On the banks of the river Seine, just east of the Île de la Cité and downtown Paris, stand the four glittering towers of the National Library of France. Bent around the outskirts of a public esplanade, these towers are Dominique Perrault’s modern take on the age-old Parisian tradition of monumental public architecture. The project is both volume and void, enclosure and exposure, a juxtaposition of contrasting ideas that is as reverent of its place in a thousand-year-old legacy as it is deliberately self-critical.
The library began as the most ambitious in a long line of architectural undertakings—the Grands Projets—spearheaded by President François Mitterand in the 1980s and early 90s. Alongside the Arab World Institute, the Parc de la Villette, the famously controversial Pyramide at the Louvre, and others, these projects aimed to create a new set of modern monuments for a city long defined by its architecture.[1] In 1989, Mitterand launched a major competition to design the new national library, drawing entries from 244 architects around the world.[2] It was to the great astonishment of most when the young Frenchman, Perrault, won the contest at only thirty-six years of age.
Perrault’s design is a provocative play on the traditional role of great public architecture in Paris. It carries a sense of monumentality and visual iconicity that is, of course, familiar to Parisians, but the library is distinctly modern in affect and progressive in ethos. Frivolity and indulgence are spurned in favor of a language of minimalism. Classical arcades, stone carvings, and ornamental expressions of wealth and power are replaced by glass, steel, and weathered wood, the understated and economical palette of the urban masses and a throwback to midcentury ideals. In the interiors, red carpeting, natural woods, and elegant fixtures are stately but tastefully restrained.
For visitors and residents of the 13th Arrondissement, the library is accessible and inclusive, using its massive footprint not to appropriate but to create liberated public space. From the riverside, a dramatic block-long staircase leads visitors from the sidewalk to the public esplanade and elevated walkways that connect the four towers. Between its open design and its educational functions, the library is a programmatic and symbolic monument to socialist ideals, a quality surely not lost on the leftist President who enthusiastically sold the design to the French people.[3
At the core of the elevated esplanade is a vast central courtyard. It is hollowed out and filled in by trees, as if the urban environment had itself rotted out and been filled with life. Two hundred and fifty oaks, wild pines, and birches are planted within it, an oasis emerging from the ashes of a derelict industrial site.[4] The message of the design is clear: at the core of the project—and perhaps at the center of human knowledge—is nature, not man and his urbanism. In contrast with other models of Parisian monumental architecture, the building does not work to glorify itself, but rather to play with the drama of emptiness and void.

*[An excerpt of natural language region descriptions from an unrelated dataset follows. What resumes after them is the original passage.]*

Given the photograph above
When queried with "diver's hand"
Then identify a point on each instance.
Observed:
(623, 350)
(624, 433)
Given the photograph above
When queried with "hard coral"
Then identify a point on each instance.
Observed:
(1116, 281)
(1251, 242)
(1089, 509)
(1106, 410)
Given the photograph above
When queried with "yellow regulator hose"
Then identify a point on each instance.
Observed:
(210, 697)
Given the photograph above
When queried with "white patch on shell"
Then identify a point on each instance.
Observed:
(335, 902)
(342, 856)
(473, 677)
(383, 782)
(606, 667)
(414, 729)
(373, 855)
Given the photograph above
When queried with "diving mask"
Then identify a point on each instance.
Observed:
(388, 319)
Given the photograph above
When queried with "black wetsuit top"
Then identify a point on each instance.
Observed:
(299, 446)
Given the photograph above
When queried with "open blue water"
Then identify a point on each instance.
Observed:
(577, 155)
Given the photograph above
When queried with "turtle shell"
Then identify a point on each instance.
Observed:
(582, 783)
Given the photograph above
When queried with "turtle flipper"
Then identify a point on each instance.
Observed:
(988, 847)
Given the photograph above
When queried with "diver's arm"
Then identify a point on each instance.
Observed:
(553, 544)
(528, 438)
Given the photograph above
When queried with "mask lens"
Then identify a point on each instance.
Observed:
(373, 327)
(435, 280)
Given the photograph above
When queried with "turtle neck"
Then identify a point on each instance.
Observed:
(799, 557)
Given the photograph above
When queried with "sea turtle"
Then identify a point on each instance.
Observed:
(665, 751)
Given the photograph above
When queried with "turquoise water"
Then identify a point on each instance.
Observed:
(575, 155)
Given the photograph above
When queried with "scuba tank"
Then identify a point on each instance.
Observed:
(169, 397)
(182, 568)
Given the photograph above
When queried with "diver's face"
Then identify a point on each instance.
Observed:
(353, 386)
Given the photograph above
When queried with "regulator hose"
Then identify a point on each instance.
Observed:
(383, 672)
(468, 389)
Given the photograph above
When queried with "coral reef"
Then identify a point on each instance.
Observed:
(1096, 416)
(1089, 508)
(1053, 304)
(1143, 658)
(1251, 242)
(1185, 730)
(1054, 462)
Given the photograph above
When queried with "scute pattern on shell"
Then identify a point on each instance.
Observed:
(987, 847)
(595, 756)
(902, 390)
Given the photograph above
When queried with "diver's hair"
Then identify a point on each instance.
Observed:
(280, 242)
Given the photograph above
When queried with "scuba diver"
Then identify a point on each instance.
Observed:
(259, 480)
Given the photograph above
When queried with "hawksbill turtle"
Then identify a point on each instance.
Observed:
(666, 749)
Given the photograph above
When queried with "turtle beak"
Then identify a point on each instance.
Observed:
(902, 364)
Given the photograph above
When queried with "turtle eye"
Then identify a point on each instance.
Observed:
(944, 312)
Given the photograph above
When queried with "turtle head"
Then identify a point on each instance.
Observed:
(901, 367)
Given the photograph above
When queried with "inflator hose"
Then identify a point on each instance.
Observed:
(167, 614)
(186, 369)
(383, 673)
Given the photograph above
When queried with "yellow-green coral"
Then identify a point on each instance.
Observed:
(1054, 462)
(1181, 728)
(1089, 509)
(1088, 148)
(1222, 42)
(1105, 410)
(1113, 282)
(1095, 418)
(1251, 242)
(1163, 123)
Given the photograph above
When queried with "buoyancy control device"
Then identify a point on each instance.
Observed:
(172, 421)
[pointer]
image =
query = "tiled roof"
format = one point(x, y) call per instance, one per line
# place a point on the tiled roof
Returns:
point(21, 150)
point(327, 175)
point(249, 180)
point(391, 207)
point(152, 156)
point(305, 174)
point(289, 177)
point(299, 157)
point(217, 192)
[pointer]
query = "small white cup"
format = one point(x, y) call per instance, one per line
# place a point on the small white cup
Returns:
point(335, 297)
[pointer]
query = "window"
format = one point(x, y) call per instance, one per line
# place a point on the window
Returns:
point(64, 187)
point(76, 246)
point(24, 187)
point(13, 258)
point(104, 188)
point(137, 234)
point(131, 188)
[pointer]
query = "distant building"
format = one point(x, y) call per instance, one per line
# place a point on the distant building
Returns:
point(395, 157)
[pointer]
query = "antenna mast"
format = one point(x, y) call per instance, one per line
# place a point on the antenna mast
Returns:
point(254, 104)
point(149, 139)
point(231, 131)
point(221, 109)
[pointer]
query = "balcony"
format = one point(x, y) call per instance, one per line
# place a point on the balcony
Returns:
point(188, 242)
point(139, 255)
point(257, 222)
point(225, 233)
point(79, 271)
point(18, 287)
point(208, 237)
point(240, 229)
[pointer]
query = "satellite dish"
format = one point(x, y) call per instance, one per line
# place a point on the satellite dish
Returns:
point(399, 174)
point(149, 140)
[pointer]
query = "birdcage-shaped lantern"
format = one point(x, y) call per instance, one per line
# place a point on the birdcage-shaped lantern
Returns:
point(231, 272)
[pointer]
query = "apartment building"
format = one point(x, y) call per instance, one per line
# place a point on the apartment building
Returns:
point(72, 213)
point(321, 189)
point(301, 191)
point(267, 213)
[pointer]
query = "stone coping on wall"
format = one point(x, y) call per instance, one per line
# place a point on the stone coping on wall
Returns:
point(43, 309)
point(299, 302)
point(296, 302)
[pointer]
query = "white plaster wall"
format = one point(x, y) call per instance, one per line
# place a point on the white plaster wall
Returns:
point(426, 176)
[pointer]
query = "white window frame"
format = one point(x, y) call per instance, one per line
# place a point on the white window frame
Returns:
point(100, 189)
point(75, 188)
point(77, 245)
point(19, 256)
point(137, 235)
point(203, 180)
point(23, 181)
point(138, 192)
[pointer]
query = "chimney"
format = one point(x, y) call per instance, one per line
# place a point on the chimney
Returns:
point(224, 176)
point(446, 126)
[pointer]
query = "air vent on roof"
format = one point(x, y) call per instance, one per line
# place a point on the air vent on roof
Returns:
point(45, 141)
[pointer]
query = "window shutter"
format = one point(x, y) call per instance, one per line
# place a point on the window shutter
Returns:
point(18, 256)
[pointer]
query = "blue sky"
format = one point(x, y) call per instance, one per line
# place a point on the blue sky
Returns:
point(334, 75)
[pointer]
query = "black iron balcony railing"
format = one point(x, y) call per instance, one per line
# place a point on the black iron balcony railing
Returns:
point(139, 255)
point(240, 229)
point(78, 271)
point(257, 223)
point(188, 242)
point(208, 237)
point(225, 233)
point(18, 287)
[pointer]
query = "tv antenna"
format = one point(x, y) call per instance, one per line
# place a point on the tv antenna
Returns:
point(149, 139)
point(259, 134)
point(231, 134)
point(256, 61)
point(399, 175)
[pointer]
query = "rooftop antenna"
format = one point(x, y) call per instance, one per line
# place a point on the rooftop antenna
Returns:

The surrounding enclosures, along with the towers themselves, contain a seemingly endless sequence of library facilities. Nearly 3,600 study spaces fill the reading rooms, adjacent to acres of offices, galleries, and conference rooms. With four hundred kilometers of shelves, the library's collection is capable of housing an astounding twenty million volumes, making it the largest book repository in France and among the largest in the world.
Although they are physically and symbolically displaced from the center of the project, the four corner towers were far from peripheral concerns for the architect. Built using an elaborate double facade, they are visually complex and layered, refracting a prismatic display of natural and artificial light that is both artistic expression and purposeful signage. Perrault describes his inspiration: "A diaphanous light will rise up through the interiors of the glass towers, culminating in four topmost points, which will shimmer like four lighthouse beacons. This liquid light will spread over the square, while the towers will be reflected in the Seine."
Upon its completion in 1995, the library received a bevy of prestigious international awards, including the European Union's Mies van der Rohe Award in 1996. But its critical reception was decidedly mixed, especially for those who had fought to steer architecture away from the decontextualized languages of post-war modernism that the library seemed to reincarnate. Anthony Vidler in particular cautioned against the urban consequences of Perrault's visions of "asphalt wilderness," arguing that the library "returns us to a contempt for the urban street not voiced with such ferocity since Le Corbusier's fulminations inL'Intransigeant in 1929."[6] Nevertheless, for the young Perrault, Mitterand's ambitious competition was nothing short of the commission of a lifetime, singlehandedly launching Perrault's since-prolific international career.